- Born: 17 April 1942 Yerevan, Armenian SSR, Soviet Union
- Died: 12 April 2021 (aged 78) Yerevan, Armenia
- Education: Yerevan State University Ph.D.
- Occupation: physicist
- Known for: visual calculus
- Notable work: new proof of the Pythagorean theorem

= Mamikon Mnatsakanian =

Armenian physicist

Mamikon A. Mnatsakanian (17 April 1942 – 12 April 2021) (Մամիկոն Մնացականյան) was an Armenian physicist.
In 1959, he discovered a new proof of the Pythagorean theorem.

He received a Ph.D. in physics in 1969 from Yerevan State University, where he became professor of astrophysics. As an undergraduate he specialized in the development of geometric methods for solving calculus problems by a visual approach that makes no use of formulas, which he later developed into his system of visual calculus.

He was a Project Associate at Project Mathematics! at the California Institute of Technology.

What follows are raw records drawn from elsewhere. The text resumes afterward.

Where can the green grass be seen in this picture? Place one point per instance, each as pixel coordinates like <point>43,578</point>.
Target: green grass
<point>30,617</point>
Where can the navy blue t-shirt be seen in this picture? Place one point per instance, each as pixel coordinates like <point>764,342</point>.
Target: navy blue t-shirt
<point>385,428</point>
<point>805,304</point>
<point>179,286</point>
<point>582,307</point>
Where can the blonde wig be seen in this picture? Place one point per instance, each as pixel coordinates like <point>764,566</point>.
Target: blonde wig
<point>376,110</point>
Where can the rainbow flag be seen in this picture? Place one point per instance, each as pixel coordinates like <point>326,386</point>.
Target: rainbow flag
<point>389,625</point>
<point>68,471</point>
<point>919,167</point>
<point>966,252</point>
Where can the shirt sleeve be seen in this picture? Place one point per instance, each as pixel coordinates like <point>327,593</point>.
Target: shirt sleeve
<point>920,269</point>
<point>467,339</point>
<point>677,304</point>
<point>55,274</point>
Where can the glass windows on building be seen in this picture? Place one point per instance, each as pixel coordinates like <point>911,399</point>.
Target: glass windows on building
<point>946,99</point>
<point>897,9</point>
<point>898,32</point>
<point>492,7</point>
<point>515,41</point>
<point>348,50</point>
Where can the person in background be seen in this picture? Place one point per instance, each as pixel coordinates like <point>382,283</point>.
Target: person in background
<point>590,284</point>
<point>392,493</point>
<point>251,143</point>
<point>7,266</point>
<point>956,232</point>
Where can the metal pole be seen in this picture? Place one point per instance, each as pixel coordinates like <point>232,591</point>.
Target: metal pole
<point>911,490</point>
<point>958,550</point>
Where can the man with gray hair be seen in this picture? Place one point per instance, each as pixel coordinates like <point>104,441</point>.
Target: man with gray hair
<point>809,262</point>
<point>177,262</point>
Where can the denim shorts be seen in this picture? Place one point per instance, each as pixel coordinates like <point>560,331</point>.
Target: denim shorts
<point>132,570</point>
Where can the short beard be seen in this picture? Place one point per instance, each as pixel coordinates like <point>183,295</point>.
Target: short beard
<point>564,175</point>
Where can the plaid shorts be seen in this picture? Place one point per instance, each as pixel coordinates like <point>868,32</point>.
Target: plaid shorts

With co-author Tom Apostol, he won the Paul R. Halmos – Lester R. Ford Award given by the Mathematical Association of America for author excellence, in 2005, 2008, and 2010.

When Apostol met Mamikon he wrote, "As a teacher of calculus for more than 50 years and as an author of a couple of textbooks on the subject, I was stunned to learn that many standard problems in calculus can be easily solved by an innovative visual approach that makes no use of formulas."

In 2010, he was nominated by Caltech for the Ambartsumians International Prize, awarded annually by the President of Armenia, for his contributions in the field of theoretical astrophysics.

The book, New Horizons in Geometry, was the result of 15 years of collaboration between Tom Apostol and Mamikon.